Wie können Sie junge Schauspieler in ihren Träumen und Hoffnungen unterstützen?
Ich unterrichte seit sechs Jahren an der Folkwang-Schule in Essen, insofern ist mir das Ganze schon etwas vertraut. Wichtig ist, dass sie von jemandem in die Theaterwelt begleitet werden, der aktiv in diesem Beruf arbeitet und aus seiner Praxis heraus Fragen beantworten kann. Gleichzeitig werden ihnen auch technische Fertigkeiten vermittelt, die ein wichtiges Fundament im Berufsalltag sind.
Neben dem Theater sind Sie noch der Verlockung des Fernsehens erlegen. Ihr Kommissar ist in Kleidung und Optik anders als alle anderen. Vincent Ross trägt Röcke und ist dezent geschminkt. Wer hat die Figur entwickelt?
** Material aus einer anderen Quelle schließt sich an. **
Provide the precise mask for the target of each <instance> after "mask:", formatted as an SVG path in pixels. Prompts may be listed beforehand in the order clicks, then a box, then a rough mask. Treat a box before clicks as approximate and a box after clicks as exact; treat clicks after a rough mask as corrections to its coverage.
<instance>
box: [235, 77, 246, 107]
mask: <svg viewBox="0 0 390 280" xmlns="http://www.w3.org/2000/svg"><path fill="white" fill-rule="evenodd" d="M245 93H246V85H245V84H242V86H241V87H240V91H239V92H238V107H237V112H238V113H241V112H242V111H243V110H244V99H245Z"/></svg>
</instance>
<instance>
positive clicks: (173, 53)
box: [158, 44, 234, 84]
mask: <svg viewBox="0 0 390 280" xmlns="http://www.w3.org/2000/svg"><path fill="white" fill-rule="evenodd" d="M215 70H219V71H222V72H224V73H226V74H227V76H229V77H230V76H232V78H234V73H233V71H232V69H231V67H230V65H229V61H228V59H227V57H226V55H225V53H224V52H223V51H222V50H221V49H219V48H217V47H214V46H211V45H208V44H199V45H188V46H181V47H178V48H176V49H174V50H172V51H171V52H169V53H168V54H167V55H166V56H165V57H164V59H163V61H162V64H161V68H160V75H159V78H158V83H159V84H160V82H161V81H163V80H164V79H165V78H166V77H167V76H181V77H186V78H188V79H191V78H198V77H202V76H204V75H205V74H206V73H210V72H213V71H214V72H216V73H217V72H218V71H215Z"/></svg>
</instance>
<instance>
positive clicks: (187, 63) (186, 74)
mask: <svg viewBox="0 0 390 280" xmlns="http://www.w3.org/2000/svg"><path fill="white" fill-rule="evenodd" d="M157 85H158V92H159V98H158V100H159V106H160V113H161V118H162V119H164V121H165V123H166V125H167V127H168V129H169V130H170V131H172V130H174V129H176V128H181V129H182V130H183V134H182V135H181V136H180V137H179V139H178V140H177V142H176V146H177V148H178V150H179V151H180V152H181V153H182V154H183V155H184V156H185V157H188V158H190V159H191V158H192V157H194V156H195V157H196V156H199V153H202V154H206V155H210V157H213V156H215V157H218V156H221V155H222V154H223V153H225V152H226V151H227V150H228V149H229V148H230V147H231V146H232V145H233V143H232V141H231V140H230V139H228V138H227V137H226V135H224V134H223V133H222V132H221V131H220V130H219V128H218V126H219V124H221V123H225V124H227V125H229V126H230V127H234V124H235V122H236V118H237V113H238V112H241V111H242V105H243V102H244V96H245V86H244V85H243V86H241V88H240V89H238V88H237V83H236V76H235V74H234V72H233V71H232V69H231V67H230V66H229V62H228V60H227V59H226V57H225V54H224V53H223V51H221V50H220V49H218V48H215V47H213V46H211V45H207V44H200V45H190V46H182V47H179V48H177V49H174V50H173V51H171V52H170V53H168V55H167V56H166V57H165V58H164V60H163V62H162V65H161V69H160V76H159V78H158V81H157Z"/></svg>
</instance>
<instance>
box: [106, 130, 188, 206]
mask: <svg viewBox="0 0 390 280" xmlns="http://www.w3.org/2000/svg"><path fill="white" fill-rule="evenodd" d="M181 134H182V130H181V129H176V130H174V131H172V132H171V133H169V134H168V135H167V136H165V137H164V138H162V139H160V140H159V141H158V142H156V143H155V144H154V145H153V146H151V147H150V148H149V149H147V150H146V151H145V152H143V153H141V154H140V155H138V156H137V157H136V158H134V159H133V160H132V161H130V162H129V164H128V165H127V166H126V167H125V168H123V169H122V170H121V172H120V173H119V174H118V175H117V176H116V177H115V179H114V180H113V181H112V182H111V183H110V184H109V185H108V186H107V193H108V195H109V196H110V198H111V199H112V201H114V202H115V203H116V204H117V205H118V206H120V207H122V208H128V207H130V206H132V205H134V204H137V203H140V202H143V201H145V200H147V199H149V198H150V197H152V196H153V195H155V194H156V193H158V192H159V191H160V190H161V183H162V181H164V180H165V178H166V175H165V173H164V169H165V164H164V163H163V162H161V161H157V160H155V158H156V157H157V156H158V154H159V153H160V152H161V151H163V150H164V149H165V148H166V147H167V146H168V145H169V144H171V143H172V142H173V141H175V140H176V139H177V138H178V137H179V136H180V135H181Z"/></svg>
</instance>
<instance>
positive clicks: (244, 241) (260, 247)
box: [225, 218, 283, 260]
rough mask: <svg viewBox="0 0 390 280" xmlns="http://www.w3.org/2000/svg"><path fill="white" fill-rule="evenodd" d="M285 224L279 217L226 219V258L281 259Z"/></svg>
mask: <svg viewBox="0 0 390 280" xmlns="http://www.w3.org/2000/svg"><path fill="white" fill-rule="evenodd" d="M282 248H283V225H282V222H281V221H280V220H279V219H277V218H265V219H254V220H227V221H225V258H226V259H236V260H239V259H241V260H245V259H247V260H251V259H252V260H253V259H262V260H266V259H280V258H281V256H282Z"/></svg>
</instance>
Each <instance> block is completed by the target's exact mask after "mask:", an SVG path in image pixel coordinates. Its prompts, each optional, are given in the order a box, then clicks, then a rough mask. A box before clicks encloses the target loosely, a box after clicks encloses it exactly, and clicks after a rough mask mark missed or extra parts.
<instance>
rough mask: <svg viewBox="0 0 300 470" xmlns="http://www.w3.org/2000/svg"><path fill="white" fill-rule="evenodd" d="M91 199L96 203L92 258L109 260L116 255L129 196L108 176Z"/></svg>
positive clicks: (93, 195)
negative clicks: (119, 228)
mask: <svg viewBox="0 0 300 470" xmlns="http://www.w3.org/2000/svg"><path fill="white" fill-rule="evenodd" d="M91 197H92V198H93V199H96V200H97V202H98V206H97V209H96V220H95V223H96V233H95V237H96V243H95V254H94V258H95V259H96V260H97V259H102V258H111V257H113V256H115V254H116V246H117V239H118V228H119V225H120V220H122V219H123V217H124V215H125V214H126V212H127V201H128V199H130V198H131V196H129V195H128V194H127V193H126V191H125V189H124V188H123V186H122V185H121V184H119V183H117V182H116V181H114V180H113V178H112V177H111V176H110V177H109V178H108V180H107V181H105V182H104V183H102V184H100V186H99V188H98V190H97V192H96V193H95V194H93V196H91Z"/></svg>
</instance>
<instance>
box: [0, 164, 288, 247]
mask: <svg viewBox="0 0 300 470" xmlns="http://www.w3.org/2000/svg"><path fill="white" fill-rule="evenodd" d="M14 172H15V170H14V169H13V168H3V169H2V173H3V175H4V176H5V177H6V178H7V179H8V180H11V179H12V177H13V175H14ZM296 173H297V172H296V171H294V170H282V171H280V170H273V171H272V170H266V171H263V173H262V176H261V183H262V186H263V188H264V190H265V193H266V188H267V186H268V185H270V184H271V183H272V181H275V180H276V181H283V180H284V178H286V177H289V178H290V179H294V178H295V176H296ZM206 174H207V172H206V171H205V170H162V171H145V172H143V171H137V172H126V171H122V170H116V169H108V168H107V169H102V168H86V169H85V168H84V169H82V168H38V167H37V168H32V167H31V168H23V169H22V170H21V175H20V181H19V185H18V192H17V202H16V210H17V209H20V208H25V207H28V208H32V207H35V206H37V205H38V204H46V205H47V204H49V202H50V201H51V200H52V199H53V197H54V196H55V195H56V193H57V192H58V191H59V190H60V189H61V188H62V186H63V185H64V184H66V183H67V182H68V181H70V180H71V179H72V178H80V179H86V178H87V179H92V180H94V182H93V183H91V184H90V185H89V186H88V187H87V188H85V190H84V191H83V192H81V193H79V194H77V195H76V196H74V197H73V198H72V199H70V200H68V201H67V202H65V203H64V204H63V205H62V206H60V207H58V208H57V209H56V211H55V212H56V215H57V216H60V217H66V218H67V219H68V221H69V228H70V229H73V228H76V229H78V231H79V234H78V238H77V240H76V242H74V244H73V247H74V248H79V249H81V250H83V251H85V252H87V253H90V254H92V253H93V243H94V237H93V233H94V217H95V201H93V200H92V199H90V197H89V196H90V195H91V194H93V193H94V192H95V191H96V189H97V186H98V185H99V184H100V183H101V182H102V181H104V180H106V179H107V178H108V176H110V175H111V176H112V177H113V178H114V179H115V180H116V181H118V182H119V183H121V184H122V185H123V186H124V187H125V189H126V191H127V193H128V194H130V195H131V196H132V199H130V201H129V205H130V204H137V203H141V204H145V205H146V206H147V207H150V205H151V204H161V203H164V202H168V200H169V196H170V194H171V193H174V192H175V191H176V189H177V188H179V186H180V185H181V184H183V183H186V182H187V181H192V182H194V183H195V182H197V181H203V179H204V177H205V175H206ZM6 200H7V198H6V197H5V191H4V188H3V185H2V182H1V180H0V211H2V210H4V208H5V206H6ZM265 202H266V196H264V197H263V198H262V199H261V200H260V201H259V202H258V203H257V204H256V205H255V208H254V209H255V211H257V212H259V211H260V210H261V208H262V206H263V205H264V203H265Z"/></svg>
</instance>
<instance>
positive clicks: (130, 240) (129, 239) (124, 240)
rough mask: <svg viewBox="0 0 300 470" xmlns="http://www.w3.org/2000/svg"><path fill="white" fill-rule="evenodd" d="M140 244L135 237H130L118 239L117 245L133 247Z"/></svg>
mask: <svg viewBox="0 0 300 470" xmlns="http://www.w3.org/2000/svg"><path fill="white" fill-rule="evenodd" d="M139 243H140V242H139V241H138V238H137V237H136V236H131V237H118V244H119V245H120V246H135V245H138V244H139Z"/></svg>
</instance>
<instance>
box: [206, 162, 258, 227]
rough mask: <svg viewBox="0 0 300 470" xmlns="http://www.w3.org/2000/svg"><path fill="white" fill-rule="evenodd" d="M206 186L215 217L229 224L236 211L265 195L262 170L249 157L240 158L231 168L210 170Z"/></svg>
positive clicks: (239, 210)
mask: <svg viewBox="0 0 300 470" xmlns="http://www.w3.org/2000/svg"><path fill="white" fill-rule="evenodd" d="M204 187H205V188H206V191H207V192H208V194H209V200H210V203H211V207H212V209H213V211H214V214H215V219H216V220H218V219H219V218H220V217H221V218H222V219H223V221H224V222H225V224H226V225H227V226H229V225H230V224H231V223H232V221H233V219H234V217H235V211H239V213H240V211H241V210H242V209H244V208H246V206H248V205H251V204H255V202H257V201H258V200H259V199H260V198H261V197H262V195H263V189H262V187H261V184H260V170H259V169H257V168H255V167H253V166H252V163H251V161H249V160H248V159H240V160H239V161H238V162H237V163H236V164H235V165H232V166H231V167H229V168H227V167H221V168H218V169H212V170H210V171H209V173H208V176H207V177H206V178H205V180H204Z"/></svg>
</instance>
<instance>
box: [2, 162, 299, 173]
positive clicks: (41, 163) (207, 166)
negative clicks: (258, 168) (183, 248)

Vieles ist im Gespräch entstanden; anfangs gab es mehrere, sehr unterschiedliche Skizzen für den neuen Charakter. Die Richtung, die es schließlich genommen hat, war erst mit den szenischen Entwürfen im ersten Drehbuch klar. Und auch jetzt noch befindet sich die Figur im Prozess des Aushandelns; es ist ein fortwährendes Beschleunigen und Bremsen. Ich selbst erfahre ja auch erst mit jedem neuen Drehbuch, wie es mit der Figur weitergeht.
Als Mann, der bekanntermaßen das Wechselspiel der Geschlechter liebt, dürfte Ihnen das sehr entgegenkommen. Was ist der Reiz daran?
Das Uneindeutige. Wenn man sich in einen Grenzbereich begibt, hat man die Möglichkeit, Dinge aufzulösen, die als gegeben hingenommen werden.
Gibt es noch weitere Fernsehprojekte?
Im Sommer habe ich in Berlin eine ZDF-Serie zum Thema Kinderkriegen, Hebammen und Krankenhaus gedreht. Sendetermin soll noch dieses Jahr sein. Am Set war echtes Klinikpersonal, damit alles richtig abläuft. Ich bin der Arzt auf der Säuglingsstation. Eine Hebamme hat mir gezeigt, wie man die winzigen Frühchen hält und sie beatmet. Sehr spannend, und wieder eine total neue Welt für mich.
Aber nicht, dass das Fernsehen plötzlich die Oberhand behält und Sie der Bühne abtrünnig werden.
Nein, dafür bin ich in der Welt des Theaters viel zu sehr zu Hause. Ich könnte nicht sein ohne Theater. Ich merke nur, dass viel Bewegung in mein Leben gekommen ist. Die Arbeit vor der Kamera ist ein Teil meines Berufes, den ich erst jetzt entfalten kann. Das ist unglaublich inspirierend für mich als Mensch und als Künstler: andere Zusammenhänge kennenlernen, Entdeckungen machen, neue Menschen treffen, andere Perspektiven entwickeln. Die Fenster aufmachen und frische Luft reinlassen – wie herzerfrischend, wie bereichernd, wie toll.